Chi soffre di malattie reumatiche tende ad avere un maggior rischio di sviluppare osteoporosi. È quanto dice la scienza, che ricorda come proprio l’attenzione alla salute ossea sia uno degli ambiti da tenere in maggior considerazione nell’affrontare la patologia reumatica. Le ricerche, in particolare si sono concentrate soprattutto sull’artrite reumatoide, anche per la maggior frequenza del quadro, che ovviamente comporta una serie di modificazioni legate alla sua stessa essenza. Tanto per citare un esempio, chi soffre di questa patologia rischia di più di andare incontro ad erosioni più o meno significative della componente ossea che si affaccia sull’articolazione danneggiata. Ma gli effetti della condizione non si esplicano solo localmente, nel punto in cui l’infiammazione articolare è particolarmente sviluppata, ma anche sull’interno organismo che viene interessato, in modo più o meno significativo, dalla malattia autoimmune con la conseguenza che anche il metabolismo delle ossa ne risente.

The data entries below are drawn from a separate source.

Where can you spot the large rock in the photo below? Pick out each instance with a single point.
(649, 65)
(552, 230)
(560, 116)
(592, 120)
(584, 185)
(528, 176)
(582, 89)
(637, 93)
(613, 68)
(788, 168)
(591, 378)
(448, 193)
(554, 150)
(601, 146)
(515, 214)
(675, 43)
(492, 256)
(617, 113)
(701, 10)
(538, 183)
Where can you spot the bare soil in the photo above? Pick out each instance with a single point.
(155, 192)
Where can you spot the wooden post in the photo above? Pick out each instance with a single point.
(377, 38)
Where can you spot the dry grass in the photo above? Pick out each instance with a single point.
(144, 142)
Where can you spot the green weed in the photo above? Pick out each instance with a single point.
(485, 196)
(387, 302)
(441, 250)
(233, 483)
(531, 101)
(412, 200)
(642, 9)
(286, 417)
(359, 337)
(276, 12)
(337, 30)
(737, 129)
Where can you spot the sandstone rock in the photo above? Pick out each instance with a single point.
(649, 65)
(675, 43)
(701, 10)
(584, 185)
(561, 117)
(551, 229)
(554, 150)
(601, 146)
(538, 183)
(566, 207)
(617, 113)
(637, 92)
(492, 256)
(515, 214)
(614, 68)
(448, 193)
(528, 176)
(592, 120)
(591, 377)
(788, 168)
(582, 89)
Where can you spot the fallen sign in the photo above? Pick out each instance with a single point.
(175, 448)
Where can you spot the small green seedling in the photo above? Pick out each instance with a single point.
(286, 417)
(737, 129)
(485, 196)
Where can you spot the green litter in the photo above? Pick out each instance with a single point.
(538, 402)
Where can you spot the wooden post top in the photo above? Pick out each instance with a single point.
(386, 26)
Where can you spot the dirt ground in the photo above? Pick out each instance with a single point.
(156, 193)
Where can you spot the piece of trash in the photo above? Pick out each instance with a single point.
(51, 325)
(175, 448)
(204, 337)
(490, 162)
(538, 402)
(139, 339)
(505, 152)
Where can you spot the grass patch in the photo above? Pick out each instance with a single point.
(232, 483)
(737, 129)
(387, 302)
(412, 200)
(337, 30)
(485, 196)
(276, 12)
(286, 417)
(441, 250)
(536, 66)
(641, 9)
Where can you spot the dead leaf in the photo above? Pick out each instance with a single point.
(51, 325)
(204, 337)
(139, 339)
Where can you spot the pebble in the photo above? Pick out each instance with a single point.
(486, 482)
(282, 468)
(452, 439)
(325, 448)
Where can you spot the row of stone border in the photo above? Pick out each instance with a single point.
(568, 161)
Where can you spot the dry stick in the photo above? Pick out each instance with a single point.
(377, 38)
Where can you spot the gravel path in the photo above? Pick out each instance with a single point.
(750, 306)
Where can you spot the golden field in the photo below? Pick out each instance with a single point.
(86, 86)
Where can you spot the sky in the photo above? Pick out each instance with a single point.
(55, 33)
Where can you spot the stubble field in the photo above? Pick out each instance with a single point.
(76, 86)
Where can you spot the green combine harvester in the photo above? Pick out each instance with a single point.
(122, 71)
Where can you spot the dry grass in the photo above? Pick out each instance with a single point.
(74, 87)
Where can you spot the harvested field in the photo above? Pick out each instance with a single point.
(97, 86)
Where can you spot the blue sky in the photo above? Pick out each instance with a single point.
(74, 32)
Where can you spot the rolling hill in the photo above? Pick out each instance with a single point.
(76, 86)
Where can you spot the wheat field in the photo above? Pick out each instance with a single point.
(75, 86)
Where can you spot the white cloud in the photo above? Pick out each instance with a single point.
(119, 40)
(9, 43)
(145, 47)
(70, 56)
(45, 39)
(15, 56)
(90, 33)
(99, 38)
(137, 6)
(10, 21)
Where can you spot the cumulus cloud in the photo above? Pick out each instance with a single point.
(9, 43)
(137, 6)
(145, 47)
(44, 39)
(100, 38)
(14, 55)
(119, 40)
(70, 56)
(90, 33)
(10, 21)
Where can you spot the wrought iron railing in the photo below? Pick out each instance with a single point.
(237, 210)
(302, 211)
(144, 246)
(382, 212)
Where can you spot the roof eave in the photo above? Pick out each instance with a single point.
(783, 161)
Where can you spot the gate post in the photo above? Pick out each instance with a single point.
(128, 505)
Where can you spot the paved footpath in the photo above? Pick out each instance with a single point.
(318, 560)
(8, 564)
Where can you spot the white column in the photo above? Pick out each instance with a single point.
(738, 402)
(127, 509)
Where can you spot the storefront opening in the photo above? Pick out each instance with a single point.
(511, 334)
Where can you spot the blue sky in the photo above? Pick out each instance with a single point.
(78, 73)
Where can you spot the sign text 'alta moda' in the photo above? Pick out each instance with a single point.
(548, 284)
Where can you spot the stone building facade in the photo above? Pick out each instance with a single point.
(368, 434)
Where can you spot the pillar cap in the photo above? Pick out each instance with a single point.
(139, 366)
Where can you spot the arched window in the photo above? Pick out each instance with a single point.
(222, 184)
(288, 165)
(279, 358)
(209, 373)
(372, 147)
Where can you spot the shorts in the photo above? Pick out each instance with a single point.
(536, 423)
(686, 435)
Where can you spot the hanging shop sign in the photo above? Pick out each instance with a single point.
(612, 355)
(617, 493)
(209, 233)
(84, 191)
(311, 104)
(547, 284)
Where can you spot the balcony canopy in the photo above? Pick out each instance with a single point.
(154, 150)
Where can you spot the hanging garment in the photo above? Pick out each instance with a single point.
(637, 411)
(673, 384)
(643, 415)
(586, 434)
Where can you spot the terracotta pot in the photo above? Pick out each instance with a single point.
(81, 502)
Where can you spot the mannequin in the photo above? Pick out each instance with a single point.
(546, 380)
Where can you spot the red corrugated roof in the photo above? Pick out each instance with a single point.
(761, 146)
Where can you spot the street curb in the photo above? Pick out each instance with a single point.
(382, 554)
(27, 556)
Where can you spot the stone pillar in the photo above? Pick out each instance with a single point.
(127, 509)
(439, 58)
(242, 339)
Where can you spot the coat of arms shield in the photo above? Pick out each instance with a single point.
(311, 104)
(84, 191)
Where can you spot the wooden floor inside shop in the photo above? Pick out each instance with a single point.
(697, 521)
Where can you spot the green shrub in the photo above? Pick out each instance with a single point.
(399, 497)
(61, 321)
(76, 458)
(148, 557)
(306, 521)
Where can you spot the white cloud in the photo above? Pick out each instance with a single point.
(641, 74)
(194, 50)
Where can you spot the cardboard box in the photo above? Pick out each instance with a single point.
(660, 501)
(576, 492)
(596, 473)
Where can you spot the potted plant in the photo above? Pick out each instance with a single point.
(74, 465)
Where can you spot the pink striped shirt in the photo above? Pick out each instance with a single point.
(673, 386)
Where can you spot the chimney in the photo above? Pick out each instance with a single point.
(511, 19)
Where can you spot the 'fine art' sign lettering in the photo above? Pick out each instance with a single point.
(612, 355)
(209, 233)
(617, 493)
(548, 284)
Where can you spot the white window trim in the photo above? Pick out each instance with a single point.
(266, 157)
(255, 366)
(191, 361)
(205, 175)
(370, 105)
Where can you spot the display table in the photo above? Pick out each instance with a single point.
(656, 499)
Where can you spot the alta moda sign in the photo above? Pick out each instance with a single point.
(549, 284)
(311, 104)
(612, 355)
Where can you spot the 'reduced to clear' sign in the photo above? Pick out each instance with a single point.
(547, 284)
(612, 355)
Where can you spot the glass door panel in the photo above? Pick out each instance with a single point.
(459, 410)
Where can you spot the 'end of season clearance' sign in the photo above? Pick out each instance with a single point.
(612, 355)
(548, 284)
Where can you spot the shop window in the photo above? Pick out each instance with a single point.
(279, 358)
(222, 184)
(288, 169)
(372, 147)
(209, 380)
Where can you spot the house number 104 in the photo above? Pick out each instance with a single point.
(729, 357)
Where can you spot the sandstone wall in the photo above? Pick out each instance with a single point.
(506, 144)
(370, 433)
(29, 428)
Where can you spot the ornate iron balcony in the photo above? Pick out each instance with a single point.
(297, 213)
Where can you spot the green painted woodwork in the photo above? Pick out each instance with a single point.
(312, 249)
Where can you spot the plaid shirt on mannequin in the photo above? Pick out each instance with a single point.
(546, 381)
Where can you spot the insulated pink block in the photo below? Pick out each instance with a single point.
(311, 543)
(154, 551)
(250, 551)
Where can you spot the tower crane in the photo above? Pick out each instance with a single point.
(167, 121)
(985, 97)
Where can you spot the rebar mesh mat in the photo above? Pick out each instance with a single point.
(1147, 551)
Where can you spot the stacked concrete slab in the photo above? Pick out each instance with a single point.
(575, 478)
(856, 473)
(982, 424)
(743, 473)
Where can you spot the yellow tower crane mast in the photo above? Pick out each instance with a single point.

Basti pensare, in questo senso, al ruolo di alcuni mediatori dell’infiammazione, che quindi favoriscono il peggioramento del quadro. Volete un esempio? L’Interleuchina-6 o IL-6. È una sostanza che gioca un ruolo chiave nella modulazione di diversi processi fisiologici, tra cui la risposta immunitaria, il normale metabolismo dei grassi nell’organismo, la regolazione dei valori di ferro (fondamentale per la sintesi dell’emoglobina che trasporta l’ossigeno all’interno dei globuli rossi) presente nel corpo e la produzione di alcuni ormoni. Nella persona che soffre di artrite reumatoide questa citochina promuove l’infiammazione, la distruzione articolare e le manifestazioni che interessano l’intero organismo come l’anemia, l’affaticamento e appunto l’osteoporosi. Invisibilmente infatti IL-6 guida sia il sistema immunitario ed induce direttamente la risposta immunitaria oltre a favorire la morte delle cellule che della cartilagine articolare e spingendo verso la distruzione delle ossa dell’articolazione.

Sia chiaro: si tratta solo di un esempio per capire come il reumatologo sia lo specialista di riferimento per l’osteoporosi, soprattutto se si manifesta in chi soffre di patologie reumatiche. Il rischio, infatti tende ad aumentare anche in chi fa i conti con il Lupus Euritematoso Sistemico (Les), con la spondilite anchilosante e con la sclerodermia.

Le donne, anche in questo senso, sono a maggior rischio anche perché quando queste patologie compaiono in età giovanile è più difficile raggiungere il tasso di massa ossea necessario per preservare dall’osteoporosi dopo la menopausa. Come se non bastasse, per il LES conta anche la ridotta esposizione al sole che può condurre ad un deficit di vitamina D. Più in generale, infine, a volte i trattamenti con derivati del cortisone per limitare l’infiammazione nelle malattie reumatiche (e non solo) possono nel tempo indebolire l’osso con effetti negativi sulla massa ossea disponibile. E conseguenti aumenti del rischio di frattura via via che gli anni passano.